[Distutils] Maintaining a curated set of Python packages

Freddy Rietdijk freddyrietdijk at fridh.nl
Thu Dec 15 07:13:28 EST 2016


It's interesting to read about how other distributions upgrade their
package sets. In Nixpkgs most packages are updated manually. Some
frameworks/languages provide their dependencies declarative, in which case
it becomes 'straightforward' to include whole package sets, like in the
case of Haskell. Some expressions need to be overridden manually because
e.g. they require certain system libraries. It's manual work, but not that
much. This is what I would like to see for Python as well.

The Python packages we still update manually although we have tools to
automate most of it. The reason for not using those tools is because a) it
means evaluating or building parts of the packages to get the dependencies
and b) too often upstream pins versions of dependencies which turns out to
be entirely unnecessary, and would therefore prevent an upgrade.

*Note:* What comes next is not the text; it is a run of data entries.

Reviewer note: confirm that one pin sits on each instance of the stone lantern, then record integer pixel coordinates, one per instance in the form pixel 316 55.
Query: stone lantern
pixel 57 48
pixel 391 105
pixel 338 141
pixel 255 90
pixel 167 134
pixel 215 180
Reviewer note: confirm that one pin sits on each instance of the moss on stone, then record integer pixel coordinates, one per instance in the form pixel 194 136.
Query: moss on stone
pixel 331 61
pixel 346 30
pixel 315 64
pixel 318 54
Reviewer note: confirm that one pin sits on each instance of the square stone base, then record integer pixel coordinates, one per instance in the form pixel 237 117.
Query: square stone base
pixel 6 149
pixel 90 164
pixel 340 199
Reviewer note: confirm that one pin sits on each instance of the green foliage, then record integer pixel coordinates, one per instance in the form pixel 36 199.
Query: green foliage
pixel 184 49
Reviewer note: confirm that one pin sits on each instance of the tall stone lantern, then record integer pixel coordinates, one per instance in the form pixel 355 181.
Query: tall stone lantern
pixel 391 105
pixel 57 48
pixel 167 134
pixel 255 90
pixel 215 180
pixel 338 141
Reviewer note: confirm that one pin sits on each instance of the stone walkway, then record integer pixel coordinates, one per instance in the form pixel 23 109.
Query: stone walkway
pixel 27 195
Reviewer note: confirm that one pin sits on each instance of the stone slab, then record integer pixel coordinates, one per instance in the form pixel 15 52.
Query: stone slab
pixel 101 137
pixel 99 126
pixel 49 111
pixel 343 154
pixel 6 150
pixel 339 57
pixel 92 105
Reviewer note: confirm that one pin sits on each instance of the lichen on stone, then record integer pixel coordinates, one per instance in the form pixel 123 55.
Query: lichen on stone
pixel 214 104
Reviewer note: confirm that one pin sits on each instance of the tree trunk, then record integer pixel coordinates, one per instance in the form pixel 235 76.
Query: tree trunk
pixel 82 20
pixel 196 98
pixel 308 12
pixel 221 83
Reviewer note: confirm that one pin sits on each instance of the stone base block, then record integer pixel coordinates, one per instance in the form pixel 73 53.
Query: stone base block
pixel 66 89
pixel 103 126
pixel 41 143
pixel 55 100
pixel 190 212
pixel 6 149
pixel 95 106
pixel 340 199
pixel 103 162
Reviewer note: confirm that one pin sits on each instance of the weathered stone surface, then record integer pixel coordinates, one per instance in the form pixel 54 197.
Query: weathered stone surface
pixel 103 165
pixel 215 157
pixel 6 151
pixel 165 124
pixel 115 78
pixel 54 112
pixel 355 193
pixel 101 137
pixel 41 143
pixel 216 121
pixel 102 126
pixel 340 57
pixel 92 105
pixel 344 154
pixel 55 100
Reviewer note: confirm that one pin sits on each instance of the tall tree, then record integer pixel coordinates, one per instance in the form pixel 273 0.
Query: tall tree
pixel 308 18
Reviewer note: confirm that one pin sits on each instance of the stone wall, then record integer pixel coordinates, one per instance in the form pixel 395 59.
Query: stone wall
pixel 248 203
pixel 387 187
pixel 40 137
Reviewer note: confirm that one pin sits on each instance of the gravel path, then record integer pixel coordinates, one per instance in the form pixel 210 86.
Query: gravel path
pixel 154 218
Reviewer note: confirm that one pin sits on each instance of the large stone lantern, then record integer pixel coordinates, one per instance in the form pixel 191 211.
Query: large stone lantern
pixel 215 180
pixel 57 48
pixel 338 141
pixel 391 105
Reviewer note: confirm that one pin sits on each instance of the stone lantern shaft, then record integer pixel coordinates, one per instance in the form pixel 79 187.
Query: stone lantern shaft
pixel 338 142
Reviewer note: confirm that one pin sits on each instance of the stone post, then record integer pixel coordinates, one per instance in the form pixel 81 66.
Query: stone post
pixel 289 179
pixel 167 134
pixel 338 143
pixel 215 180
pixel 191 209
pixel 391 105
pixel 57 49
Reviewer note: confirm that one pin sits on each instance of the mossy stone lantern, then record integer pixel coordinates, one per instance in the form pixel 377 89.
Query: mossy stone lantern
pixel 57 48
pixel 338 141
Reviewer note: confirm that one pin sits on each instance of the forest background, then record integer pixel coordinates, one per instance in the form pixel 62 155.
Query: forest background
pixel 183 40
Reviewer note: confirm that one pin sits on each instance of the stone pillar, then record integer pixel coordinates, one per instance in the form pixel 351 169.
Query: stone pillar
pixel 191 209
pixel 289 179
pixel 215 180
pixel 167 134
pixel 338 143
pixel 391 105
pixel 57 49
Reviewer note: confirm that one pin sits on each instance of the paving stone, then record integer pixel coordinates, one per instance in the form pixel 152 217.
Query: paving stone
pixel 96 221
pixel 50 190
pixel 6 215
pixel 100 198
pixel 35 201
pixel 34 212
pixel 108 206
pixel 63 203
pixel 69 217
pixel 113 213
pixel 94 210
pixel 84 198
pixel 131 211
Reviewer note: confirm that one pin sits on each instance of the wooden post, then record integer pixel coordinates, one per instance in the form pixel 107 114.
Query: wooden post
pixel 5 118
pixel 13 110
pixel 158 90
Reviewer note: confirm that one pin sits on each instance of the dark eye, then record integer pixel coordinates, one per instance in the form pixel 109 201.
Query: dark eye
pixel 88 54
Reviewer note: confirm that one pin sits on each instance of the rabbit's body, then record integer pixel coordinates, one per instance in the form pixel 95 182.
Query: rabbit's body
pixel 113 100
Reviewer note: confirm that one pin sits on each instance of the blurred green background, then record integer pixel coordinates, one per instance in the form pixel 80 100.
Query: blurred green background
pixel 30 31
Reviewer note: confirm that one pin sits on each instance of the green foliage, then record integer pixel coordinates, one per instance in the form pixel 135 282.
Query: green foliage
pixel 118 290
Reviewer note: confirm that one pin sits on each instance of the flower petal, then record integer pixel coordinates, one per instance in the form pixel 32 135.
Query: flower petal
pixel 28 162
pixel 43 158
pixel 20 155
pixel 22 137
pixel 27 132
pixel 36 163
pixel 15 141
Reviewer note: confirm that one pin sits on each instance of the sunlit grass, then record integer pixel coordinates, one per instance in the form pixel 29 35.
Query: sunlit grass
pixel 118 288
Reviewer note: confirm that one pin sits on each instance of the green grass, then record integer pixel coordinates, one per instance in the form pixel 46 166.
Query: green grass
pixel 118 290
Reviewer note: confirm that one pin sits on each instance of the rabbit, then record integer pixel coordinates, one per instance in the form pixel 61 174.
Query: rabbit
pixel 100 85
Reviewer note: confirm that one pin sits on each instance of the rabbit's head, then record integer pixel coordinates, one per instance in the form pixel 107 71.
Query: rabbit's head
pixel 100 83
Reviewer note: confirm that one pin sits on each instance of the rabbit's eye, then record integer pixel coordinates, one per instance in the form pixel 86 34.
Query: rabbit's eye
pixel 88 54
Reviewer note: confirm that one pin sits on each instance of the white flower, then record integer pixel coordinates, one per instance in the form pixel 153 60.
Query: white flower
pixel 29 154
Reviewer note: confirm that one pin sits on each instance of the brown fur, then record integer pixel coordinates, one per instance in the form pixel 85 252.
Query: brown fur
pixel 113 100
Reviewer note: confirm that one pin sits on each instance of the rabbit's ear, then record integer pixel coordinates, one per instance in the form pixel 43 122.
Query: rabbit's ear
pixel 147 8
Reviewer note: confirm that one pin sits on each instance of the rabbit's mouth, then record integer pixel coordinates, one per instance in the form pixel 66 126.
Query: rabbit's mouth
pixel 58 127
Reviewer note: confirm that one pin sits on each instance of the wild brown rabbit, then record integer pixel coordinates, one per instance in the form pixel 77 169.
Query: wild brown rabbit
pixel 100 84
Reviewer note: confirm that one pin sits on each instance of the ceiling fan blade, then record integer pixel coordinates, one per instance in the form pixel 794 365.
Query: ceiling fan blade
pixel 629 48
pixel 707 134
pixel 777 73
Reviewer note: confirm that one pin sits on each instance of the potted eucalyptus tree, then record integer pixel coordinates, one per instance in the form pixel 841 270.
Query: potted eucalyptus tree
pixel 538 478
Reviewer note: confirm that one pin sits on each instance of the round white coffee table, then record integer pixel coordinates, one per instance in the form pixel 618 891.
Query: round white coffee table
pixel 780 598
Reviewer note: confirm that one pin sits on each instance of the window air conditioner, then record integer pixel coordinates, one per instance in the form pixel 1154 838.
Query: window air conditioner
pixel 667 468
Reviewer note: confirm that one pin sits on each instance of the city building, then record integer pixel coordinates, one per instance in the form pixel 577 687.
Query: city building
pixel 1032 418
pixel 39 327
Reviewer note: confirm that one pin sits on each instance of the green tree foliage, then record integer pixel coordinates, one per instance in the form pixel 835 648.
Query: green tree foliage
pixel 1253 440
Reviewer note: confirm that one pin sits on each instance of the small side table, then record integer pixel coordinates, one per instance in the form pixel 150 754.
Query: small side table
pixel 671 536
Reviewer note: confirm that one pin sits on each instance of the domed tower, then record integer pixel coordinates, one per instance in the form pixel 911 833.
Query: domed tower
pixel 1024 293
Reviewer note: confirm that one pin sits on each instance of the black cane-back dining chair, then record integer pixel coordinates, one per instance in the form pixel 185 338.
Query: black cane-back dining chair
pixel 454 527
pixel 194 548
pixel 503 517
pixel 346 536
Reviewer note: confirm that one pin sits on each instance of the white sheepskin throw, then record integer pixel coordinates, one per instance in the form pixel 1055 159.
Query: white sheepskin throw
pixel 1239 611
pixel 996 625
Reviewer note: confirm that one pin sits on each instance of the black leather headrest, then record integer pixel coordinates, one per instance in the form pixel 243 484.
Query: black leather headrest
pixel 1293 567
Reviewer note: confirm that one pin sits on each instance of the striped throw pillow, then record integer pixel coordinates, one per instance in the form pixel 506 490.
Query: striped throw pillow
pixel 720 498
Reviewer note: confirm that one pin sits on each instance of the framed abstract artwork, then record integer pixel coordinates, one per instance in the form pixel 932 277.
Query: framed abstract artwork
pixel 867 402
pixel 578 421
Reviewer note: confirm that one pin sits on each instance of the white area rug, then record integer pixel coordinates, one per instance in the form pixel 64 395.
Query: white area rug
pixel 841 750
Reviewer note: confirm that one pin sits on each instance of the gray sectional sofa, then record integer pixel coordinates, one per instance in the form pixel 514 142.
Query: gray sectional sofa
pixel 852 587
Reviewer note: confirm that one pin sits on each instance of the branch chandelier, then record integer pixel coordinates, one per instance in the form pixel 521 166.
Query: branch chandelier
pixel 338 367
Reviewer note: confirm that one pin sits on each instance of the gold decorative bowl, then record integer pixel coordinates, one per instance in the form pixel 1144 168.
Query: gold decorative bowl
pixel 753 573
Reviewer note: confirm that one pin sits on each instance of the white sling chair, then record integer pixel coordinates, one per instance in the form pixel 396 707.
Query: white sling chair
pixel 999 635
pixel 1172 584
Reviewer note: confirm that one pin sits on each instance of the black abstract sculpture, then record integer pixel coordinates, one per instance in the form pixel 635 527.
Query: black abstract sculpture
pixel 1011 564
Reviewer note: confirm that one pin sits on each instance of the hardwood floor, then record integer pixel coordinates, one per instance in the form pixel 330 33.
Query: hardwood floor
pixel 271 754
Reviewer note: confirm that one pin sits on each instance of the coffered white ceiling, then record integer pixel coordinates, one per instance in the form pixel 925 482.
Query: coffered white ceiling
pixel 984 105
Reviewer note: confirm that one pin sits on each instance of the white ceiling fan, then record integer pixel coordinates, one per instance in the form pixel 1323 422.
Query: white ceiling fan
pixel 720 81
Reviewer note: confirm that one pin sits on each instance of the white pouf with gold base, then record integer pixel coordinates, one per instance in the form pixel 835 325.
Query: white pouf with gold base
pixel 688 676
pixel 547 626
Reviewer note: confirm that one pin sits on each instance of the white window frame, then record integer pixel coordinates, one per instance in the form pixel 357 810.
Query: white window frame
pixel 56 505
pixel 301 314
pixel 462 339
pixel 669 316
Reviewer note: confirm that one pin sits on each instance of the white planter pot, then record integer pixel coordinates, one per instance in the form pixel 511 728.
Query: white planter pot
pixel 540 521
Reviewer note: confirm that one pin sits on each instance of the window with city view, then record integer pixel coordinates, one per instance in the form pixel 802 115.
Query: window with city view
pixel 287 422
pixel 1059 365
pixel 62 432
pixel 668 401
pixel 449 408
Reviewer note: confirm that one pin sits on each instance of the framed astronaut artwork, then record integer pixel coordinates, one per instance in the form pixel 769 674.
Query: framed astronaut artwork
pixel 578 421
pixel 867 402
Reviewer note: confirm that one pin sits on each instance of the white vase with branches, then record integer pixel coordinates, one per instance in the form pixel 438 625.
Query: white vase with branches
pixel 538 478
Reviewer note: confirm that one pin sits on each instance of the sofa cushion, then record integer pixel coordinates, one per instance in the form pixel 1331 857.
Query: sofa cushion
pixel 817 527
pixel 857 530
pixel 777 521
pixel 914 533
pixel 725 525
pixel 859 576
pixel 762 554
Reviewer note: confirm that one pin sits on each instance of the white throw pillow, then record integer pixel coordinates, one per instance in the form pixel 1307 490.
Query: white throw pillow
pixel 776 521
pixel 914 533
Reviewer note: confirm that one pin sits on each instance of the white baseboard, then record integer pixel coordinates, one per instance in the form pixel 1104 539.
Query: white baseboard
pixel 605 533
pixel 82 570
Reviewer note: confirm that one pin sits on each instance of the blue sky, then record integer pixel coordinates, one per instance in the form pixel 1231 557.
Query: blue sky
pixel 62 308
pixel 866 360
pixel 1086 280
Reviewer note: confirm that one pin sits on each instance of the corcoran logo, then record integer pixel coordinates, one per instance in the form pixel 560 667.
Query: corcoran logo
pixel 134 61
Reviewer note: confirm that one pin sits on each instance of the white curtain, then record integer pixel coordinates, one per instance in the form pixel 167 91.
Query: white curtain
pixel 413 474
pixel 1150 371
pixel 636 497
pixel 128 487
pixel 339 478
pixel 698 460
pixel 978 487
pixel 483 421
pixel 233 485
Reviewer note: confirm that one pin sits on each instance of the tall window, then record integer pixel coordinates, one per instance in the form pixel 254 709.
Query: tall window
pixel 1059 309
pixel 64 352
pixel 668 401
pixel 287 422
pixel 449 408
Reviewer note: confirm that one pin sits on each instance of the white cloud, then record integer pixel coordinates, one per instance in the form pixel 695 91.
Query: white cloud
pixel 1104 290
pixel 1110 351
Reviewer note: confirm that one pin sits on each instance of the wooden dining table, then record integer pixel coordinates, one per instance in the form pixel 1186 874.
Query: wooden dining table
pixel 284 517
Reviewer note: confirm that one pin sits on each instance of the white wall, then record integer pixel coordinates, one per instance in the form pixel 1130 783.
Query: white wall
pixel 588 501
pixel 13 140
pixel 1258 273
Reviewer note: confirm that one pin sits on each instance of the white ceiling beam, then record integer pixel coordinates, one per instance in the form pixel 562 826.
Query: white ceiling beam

Even so,
we have over 1500 Python packages per interpreter version that according to
our CI seem to work together. We do only build on 3 architectures (i386,
amd64 and darwin/osx). Compatibility with the latter is sometimes an issue
because its guessing what Apple has changed when releasing a new version.

> I'm not sure how useful it would be higher up the food chain, since those
contexts will be
> different enough to cause both false positives and false negatives.  And
it
> does often take quite a bit of focused engineering effort to monitor
packages
> which don't promote (something we want to automate),

In my experience the manual work that typically needs to be done is a)
making available Python dependencies, b) unpinning versions when
unnecessary and report upstream, and c) making sure the package finds the
system libraries. Issues with packages that cannot be upgraded because of a
version of a system dependency I haven't yet encountered. In my proposal a)
and b) would be fixed by the curated package set.

> https://github.com/nvie/pip-tools :
> - requirements.in -> pip-compile -> requirements.txt (~pipfile.lock)

Yep, there are tools, which get the job done when developing and using a
set of packages. Now, you want to deploy your app. You can't use your
requirements.txt on a Linux distribution because they have a curated set of
packages which is typically different from your set (although maybe they do
provide tools to package the versions you need). But, you can choose to use
a second package manager, pip or conda. System dependencies? That's
something conda can somewhat take of. Problem solved you would say, except
now you have multiple package managers that you need.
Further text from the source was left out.